The Washington Post
Critic rating
Neighborhood: Courthouse
Cuisine: Steakhouse
Price: $$ ($15-$24)
Sound check: 77 decibels (Must speak with raised voice)
Michael Landrum is the man behind the continually expanding Ray’s empire.
Our Review

By Tom Sietsema
Sunday, May 20, 2012

Then: The poor man's Morton's (2009)
Again: Morton's, move over

One of the hardest details for a restaurant to nail is consistency. Ray's The Steaks offers reliable sizzle. Even though we haven't had a date in a while, the Arlington steakhouse I remember for its wide variety of cuts, family-style side dishes, carefully chosen wines and easygoing service sticks admirably close to the original recipe written by owner Michael Landrum.

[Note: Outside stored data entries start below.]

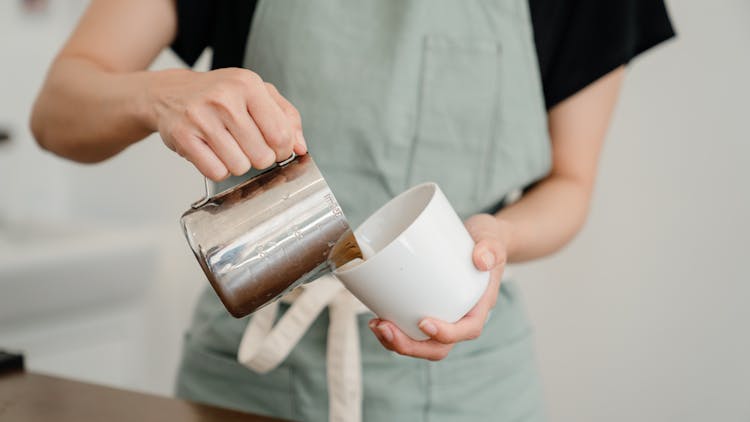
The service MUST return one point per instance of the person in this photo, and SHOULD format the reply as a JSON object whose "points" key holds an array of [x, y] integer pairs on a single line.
{"points": [[484, 97]]}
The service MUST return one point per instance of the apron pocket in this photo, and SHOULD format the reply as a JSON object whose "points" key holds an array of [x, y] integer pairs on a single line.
{"points": [[456, 117]]}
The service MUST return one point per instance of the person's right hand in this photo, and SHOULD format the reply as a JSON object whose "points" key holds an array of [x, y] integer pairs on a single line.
{"points": [[225, 121]]}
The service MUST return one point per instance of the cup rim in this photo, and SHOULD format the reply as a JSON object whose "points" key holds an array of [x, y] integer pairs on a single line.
{"points": [[373, 259]]}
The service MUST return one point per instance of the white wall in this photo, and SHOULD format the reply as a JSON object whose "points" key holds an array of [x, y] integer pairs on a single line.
{"points": [[641, 318], [644, 317]]}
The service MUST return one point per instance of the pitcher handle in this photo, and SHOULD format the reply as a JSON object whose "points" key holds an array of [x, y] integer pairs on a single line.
{"points": [[207, 192]]}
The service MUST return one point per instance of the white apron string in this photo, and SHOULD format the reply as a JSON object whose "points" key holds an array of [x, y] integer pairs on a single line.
{"points": [[264, 346]]}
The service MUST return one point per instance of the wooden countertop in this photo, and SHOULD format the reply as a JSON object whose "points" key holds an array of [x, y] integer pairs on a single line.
{"points": [[30, 397]]}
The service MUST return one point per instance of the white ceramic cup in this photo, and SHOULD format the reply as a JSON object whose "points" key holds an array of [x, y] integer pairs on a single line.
{"points": [[418, 262]]}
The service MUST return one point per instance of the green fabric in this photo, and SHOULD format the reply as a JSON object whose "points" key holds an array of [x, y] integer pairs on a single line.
{"points": [[492, 378], [393, 93]]}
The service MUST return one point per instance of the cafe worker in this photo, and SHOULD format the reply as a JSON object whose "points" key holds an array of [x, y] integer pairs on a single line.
{"points": [[503, 103]]}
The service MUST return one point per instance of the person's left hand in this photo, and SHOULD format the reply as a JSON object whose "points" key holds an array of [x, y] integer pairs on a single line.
{"points": [[490, 236]]}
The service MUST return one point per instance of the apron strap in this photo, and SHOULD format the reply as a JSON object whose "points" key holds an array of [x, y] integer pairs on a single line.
{"points": [[264, 345]]}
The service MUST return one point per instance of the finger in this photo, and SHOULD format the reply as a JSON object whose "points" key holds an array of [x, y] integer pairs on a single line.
{"points": [[248, 136], [300, 146], [488, 254], [226, 147], [396, 340], [203, 158], [469, 326], [271, 120]]}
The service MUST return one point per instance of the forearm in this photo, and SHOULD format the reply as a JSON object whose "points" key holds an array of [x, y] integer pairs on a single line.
{"points": [[550, 215], [86, 113], [546, 218]]}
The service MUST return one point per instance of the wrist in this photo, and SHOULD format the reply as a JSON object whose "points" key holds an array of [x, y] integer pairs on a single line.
{"points": [[153, 95], [508, 236]]}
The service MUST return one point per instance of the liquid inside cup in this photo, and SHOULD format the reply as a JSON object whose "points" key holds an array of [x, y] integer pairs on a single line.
{"points": [[383, 226]]}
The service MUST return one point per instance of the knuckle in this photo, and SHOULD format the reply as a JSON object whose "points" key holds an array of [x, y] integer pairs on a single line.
{"points": [[271, 87], [180, 134], [220, 98], [193, 112], [474, 333], [216, 174], [295, 117], [250, 78], [241, 168], [264, 160], [280, 138]]}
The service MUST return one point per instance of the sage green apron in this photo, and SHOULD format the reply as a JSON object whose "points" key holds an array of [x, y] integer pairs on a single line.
{"points": [[393, 93]]}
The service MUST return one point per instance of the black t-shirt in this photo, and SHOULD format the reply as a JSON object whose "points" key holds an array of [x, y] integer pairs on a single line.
{"points": [[577, 41]]}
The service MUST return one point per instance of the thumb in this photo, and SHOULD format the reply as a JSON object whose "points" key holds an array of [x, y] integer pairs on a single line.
{"points": [[488, 254]]}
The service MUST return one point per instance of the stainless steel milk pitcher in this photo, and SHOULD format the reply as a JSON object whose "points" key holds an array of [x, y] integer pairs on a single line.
{"points": [[262, 238]]}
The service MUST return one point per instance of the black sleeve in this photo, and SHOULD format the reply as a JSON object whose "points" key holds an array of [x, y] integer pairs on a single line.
{"points": [[222, 25], [579, 41]]}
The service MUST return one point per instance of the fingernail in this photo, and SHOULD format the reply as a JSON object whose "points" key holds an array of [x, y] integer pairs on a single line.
{"points": [[385, 332], [488, 259], [428, 328], [301, 140]]}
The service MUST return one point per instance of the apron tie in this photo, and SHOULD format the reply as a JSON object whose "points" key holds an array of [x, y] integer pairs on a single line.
{"points": [[264, 345]]}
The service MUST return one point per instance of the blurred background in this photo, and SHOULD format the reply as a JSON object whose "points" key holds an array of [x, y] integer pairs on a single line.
{"points": [[643, 317]]}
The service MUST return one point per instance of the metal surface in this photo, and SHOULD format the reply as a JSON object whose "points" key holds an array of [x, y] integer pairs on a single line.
{"points": [[207, 189], [264, 237]]}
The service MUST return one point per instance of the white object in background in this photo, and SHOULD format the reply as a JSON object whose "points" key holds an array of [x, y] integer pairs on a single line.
{"points": [[46, 269], [420, 262]]}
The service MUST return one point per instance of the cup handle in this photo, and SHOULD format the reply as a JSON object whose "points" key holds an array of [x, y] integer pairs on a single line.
{"points": [[207, 189]]}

Ray's short list of appetizers includes tasty blackened scampi, sherry-laced crab bisque and "devilishly good" deviled eggs stuffed with steak tartare that aren't nearly as generous as on my last visit. This time, the eggs tasted mostly of capers and yolk.

Next visit, I'm cutting right to the meat of the matter. I'm partial to the restaurant's "butcher" (proprietary) selections, cuts overlooked in a lot of meat markets. They include the ropy-but-succulent onglet and the crown of rib-eye known as calette, the latter enriched with a coin of shallot butter. As ever, you can upgrade to dry-aged, bone-in steaks.

New since my last gorge: Grass-fed beef from a Virginia farm, which I experienced as a fist-size, lean-tasting, 10-ounce sirloin of satisfaction at the suggestion of my server. "I'd rather eat meat from happy cows," she said, explaining why she steered me away from the Midwestern competition.

Friends and I washed back the entrees with the aptly named Racy, a peppery, cherry-bright blend of cabernet sauvignon, cabernet franc and zinfandel from Naughty Cellars in Napa Valley.

The creamed spinach doesn't stint on garlic, and the mashed potatoes aren't shy on butter. Included in the cost of an entree, they make perfect sidekicks.

Cheesecake from Carnegie Deli in New York is a suitably Sybaritic way to end a beefy, buttery dinner, but I actually prefer the Key lime pie baked in-house. There's (dense) chocolate mousse, too, in three shades of chocolate: white, milk and dark.

Dishes are occasionally auctioned off ("Who gets the rib-eye?"), and the decor is consciously neutral. But if you've come for a soup-to-nuts steak experience that won't force you to choose between meat and the rent, the always-busy Ray's The Steaks is what you want to squeeze into for dinner.